Thu Jul 14, 2016 9:44 am
Read manual, read relevant forum topics, take inspiration and do not believe that some step-by-step guide will save your ass.
Will not.
If you do something you do not understand, you will make other faults that you are not aware of.
Your problem is not about "mikrotik" but about general physics, about wifi experience and in basic school mathematical knowledge. Let me explain your situation. You have very powerful AP radio, probably unregulated (assumption). Then you have very powerful omnidirectional antenna. I do not believe it has 60 degree vertical beam. But let assume yes. It means you are on the edge of the signal beam at at least 17.3m when the antenna is 10m high. On the edge! And it is distance on the groud, air distance is 20m. To get at least somehow in the beam, you would need to go much farther.
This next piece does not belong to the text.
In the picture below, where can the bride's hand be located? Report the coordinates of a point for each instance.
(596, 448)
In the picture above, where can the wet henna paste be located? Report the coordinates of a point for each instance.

Now about the clients. Their radios are weak and they are equipped with very bad low gain antennas, held in hands, in movement, still changing the conditions.
What you can expect in this situation:
The signal level detected on the mobile clients from the AP is high even when they are out of the main beam of antenna. Because the strong signal leaks everywhere in close distance. But when the clients try to transmit, they are almost not heared by the AP. Why? Because the 10m high angenna catches all the signal even from very far distances and from unwanted angles that are directly in its main beam. From your point of view it is a noise, but it could be with the same intensity like the signal from your clients. This everything comes to the AP radio and it should distinguish between the noise and signal from your mobile phones. How it can manage that when there should be around 30-40db difference between the signal and the noise to keep the link?? It is obvious it can not.
Now your homework:
What do you think will happen, if you move the antennas down to the ground at height of 2m instead of 10m?
There are also other options, can you imagine them?